According to researchers, these chronic, progressive retinal diseases, including retinitis pigmentosa, arise from genetic and environmental disruptions of cellular and tissue stability.
In a University of California, Irvine-led study,1 a team of researchers recently discovered small-molecule drugs with potential clinical utility in the treatment of age-related macular degeneration (AMD), diabetic retinopathy (DR), and retinitis pigmentosa (RP).
According to Krzysztof Palczewski, PhD, Donald Bren Professor of Ophthalmology at the UCI School of Medicine and corresponding author on the study, researchers introduced a new class of therapeutics called stress resilience-enhancing drugs (SREDs) for the treatment of neurodegenerative conditions, specifically the world’s leading causes of blindness in age-related and inherited retinal diseases.
“Through selective, pharmacological inhibition of cyclic nucleotide phosphodiesterases, our prototypical SREDs slowed or halted the development and progression of retinopathies in a number of genetic and environmental animal models,” he said in a University of California Irvine news release.
According to the UCI news release, approximately 350 million people worldwide currently suffer from debilitating vision loss caused by either AMD or DR, and a large majority of these cases (>90%) have only minimally effective or no treatment options available. These chronic, progressive retinal diseases, including retinitis pigmentosa, arise from genetic and environmental disruptions of cellular and tissue stability. Such disruptions accumulate with repeated exposures to stress over time, leading to progressive visual impairment and, in many cases, legal blindness.
UCI researchers noted in the news release that despite decades of research, therapeutic options for the millions of patients suffering from these disorders remain severely limited, especially for treating earlier stages of disease when the opportunity to preserve the retinal structure and visual function is greatest.

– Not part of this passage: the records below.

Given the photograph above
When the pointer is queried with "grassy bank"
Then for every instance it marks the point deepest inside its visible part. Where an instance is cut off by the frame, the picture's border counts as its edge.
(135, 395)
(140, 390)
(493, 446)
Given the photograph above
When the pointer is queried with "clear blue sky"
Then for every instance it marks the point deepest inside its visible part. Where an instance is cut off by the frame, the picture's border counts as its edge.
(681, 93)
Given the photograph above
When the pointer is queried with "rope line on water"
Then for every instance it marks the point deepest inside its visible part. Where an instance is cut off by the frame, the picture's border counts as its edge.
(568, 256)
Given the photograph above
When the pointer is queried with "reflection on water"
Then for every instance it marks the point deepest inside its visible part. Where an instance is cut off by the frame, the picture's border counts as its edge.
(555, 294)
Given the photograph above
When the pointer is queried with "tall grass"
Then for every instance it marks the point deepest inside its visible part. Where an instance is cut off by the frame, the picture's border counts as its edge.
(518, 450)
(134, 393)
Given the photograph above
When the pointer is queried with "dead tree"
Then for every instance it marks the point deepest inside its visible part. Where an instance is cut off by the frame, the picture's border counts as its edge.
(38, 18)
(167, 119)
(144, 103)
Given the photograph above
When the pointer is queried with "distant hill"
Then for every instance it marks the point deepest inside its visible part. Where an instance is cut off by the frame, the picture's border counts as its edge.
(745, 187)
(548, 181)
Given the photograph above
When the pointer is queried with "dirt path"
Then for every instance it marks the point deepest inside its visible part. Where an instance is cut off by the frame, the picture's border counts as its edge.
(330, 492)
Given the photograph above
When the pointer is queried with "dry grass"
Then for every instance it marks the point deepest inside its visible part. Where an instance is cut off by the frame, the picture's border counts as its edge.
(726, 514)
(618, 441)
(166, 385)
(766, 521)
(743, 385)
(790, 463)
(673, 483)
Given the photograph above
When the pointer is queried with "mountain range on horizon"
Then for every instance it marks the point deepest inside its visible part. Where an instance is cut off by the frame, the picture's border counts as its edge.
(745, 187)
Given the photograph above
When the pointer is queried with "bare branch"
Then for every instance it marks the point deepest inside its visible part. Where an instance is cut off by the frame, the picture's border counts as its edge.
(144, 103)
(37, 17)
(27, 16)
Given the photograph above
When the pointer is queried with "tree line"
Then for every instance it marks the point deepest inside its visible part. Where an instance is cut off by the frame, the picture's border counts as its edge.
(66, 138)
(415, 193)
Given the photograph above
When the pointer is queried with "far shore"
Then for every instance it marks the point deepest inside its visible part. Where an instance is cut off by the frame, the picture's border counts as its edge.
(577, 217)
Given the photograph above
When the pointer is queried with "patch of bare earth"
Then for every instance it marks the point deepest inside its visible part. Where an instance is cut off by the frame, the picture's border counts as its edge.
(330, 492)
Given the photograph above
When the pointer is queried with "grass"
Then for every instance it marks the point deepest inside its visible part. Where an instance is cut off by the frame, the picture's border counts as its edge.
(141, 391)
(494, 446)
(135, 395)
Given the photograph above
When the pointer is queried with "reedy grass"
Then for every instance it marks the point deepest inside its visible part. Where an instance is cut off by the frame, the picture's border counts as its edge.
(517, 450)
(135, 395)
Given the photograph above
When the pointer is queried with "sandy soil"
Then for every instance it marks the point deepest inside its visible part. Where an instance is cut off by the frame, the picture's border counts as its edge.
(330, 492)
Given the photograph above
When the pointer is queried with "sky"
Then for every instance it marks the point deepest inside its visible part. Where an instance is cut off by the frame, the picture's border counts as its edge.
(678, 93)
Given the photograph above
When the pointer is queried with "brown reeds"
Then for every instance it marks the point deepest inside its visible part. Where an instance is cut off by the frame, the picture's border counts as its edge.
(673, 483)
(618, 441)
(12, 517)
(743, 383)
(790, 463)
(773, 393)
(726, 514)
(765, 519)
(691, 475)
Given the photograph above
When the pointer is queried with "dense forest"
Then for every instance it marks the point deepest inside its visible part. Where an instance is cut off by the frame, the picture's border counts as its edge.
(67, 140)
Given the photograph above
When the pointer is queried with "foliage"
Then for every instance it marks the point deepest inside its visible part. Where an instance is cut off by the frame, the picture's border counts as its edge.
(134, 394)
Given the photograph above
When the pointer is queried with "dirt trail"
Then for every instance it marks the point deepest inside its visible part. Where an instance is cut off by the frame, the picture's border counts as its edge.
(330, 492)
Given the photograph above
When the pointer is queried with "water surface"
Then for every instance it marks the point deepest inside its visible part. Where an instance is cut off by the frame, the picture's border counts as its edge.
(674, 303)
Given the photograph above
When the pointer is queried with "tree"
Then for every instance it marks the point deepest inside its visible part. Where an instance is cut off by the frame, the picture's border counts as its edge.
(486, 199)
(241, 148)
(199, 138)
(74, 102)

Moreover, in an effort to respond to the unmet medical need, the researchers developed a systems pharmacology platform that leverages state-of-the-art disease modeling and characterization to identify novel, mechanism-based therapies that mitigate disease at the root cause. The SRED therapeutic intervention enhanced resilience to acute and chronic forms of stress in the degenerating retina, thus preserving tissue structure and function across multiple models of age-related or inherited retinal disease.
Taken together, these findings exemplify a systems pharmacology approach to drug discovery and development, revealing a new class of therapeutics with potential clinical utility in the treatment or prevention of the most common causes of blindness, according to the UCI news release.
“SREDs represent a promising strategy for patients and clinicians to combat disease in earlier stages with superior efficacy over the current standard of care, augmenting the arsenal of ophthalmic medications presently available in anti-angiogenics, corticosteroids, and nonsteroidal anti-inflammatory drugs (NSAIDs),” lead author Jennings Luu, MD/PhD Doctoral Fellow of Pharmacology in the Medical Scientist Training Program at Case Western Reserve University and Visiting Scholar at University of California, Irvine, said in the UCI news release. “Ultimately, it is our expectation that SREDs will someday serve as a standard of care for human aging, effectively providing patients the means to diminish suffering from debilitating ailments for which there currently exist no viable therapeutic options, thereby extending human lifespan and healthspan irrespective of disease etiology.”
This study was funded in part by the National Institutes of Health, the U.S. Department of Veterans Affairs, the International Centre for Translational Eye Research project, and Research to Prevent Blindness.
Predicated in part on the discoveries highlighted in this publication, Luu and Palczewski have co-founded a seed-stage startup pharmaceutical company, Hyperion Therapeutics Inc., which aims to commercialize the intellectual property associated with their recent discoveries and introduce to the market new therapeutic agents for the treatment or prevention of AMD, DR, RP, and other progressive, incurable blinding diseases.